GET SMALL: Alexander Khater at his 60-square-foot boutique

GET SMALL: Alexander Khater at his 60-square-foot boutique


Tiniest Flagship


SMALL, HIGH-END: Downtown Los Angeles wrapped up 2014 with the debuts of more high-end boutiques, and these designer boutiques are coming in all shapes and sizes. The LAEX brand opened a downtown LA flagship store that is 60 square feet. It’s a good place to develop an audience, said Alexander Khater of LAEX.

Flagship stores are supposed to be big—emporiums that can stretch across the ground floor of a giant hotel or a city block—but Alexander Khater, owner/creative director of the 2-year-old downtown Los Angeles brand LAEX, planned to turn conventional wisdom on its head with the first LAEX flagship, which opened Dec. 8 at 218 W. Eighth St., on the corner of Broadway, in downtown Los Angeles.

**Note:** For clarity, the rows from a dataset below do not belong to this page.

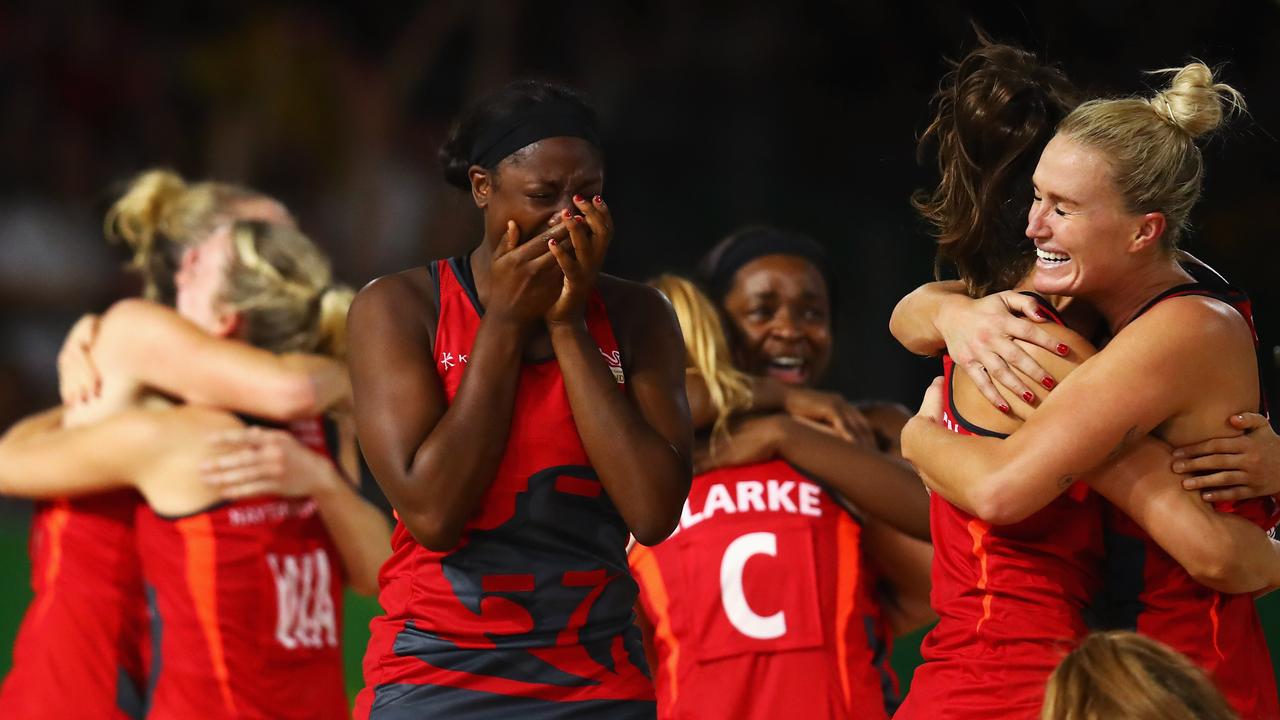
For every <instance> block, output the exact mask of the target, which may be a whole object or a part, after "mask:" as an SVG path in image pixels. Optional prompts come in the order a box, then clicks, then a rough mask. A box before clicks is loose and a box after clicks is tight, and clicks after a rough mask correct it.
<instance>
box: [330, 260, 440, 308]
mask: <svg viewBox="0 0 1280 720" xmlns="http://www.w3.org/2000/svg"><path fill="white" fill-rule="evenodd" d="M389 307H404V309H430V307H435V283H434V282H433V281H431V274H430V272H429V270H428V268H426V266H425V265H424V266H420V268H410V269H408V270H401V272H398V273H392V274H389V275H383V277H380V278H375V279H372V281H370V282H369V284H366V286H365V287H362V288H360V292H357V293H356V299H355V300H353V301H352V304H351V311H352V314H356V313H371V311H372V313H376V311H378V310H379V309H389Z"/></svg>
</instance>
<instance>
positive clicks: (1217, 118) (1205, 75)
mask: <svg viewBox="0 0 1280 720" xmlns="http://www.w3.org/2000/svg"><path fill="white" fill-rule="evenodd" d="M1152 74H1171V76H1174V77H1172V81H1170V83H1169V87H1167V88H1165V90H1162V91H1160V92H1157V94H1156V95H1155V96H1153V97H1151V100H1148V102H1149V104H1151V109H1152V110H1155V113H1156V115H1158V117H1160V118H1161V119H1162V120H1165V122H1166V123H1169V124H1171V126H1174V127H1175V128H1178V129H1180V131H1183V132H1185V133H1187V135H1189V136H1192V137H1199V136H1202V135H1206V133H1210V132H1212V131H1215V129H1217V128H1219V127H1220V126H1221V124H1222V120H1224V119H1225V118H1226V117H1229V115H1231V114H1234V113H1238V111H1243V110H1244V96H1243V95H1240V92H1239V91H1238V90H1235V88H1234V87H1231V86H1230V85H1226V83H1225V82H1213V70H1212V69H1210V67H1208V65H1206V64H1204V63H1199V61H1196V63H1190V64H1188V65H1184V67H1181V68H1164V69H1160V70H1152Z"/></svg>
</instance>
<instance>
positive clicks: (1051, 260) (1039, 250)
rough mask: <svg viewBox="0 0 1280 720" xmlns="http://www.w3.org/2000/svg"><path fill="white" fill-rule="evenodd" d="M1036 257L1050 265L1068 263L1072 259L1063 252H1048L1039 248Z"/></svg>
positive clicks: (1069, 256)
mask: <svg viewBox="0 0 1280 720" xmlns="http://www.w3.org/2000/svg"><path fill="white" fill-rule="evenodd" d="M1036 256H1037V258H1039V259H1041V260H1046V261H1048V263H1066V261H1068V260H1070V259H1071V256H1070V255H1065V254H1062V252H1050V251H1048V250H1041V249H1039V247H1037V249H1036Z"/></svg>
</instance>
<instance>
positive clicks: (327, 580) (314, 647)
mask: <svg viewBox="0 0 1280 720" xmlns="http://www.w3.org/2000/svg"><path fill="white" fill-rule="evenodd" d="M266 564H268V565H270V568H271V578H273V579H274V580H275V639H276V642H279V643H280V644H282V646H284V648H285V650H297V648H300V647H302V648H320V647H338V619H337V614H335V612H334V607H333V596H330V594H329V589H330V587H329V585H330V578H332V575H330V570H329V555H328V553H326V552H325V551H324V550H323V548H316V550H314V551H311V552H306V553H302V555H275V553H268V555H266Z"/></svg>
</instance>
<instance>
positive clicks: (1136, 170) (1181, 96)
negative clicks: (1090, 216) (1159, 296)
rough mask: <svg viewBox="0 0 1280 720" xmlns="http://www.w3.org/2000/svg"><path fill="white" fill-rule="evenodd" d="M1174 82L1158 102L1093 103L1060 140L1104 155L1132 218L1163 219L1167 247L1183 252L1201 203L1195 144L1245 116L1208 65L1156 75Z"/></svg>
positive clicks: (1194, 65) (1063, 133)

It’s 60 square feet. Others would have passed it by, but the space presented an irresistible challenge to Khater, who worked as a visual designer for Emporio Armani in Milan from 2008 to 2009. “It’s a window display, but it’s a store,” he said of the unique space, which he characterized with the Twitter hashtag #cantgetanysmaller.

At the tiny flagship, he sells tops from his LAEX brand. He also sells accessories that he designs, such as plastic cardholders, and leather bags. Since the space is reminiscent of a newsstand, he plans to offer magazines at the space eventually.

Khater designs items for LAEX at a workshop a couple of blocks away. But as downtown Los Angeles becomes more of a fashion neighborhood, he thought it would be a good idea to attract more eyeballs to his brand. LAEX is down the street from the recently opened flagship for the Skingraft label and a less than 5-minute walk from the Ace Hotel and the hub of high-end boutiques that opened around it.

Khater wholesales his tops from $25 to $50. They are designed for Los Angeles—casual but fashion forward, he said. They hang on a bar in the mid-section of the store, which Khater designed. The flooring is plywood. There is custom-made shelving and Plexiglas shades that cover LED lights, which change color.

LAEX is one of several tiny spaces on the 200 block of West Eighth Street. One is the Farago art gallery. Another is Artesana, a store devoted to a new take on traditional Mexican popsicles, called paletas. Khater said in the 1930s these spaces served as street-front cafes. Eventually, Khater hopes to open more newsstand-style boutiques. “We want to build a cult following,” he said of LAEX. “It can only happen organically.”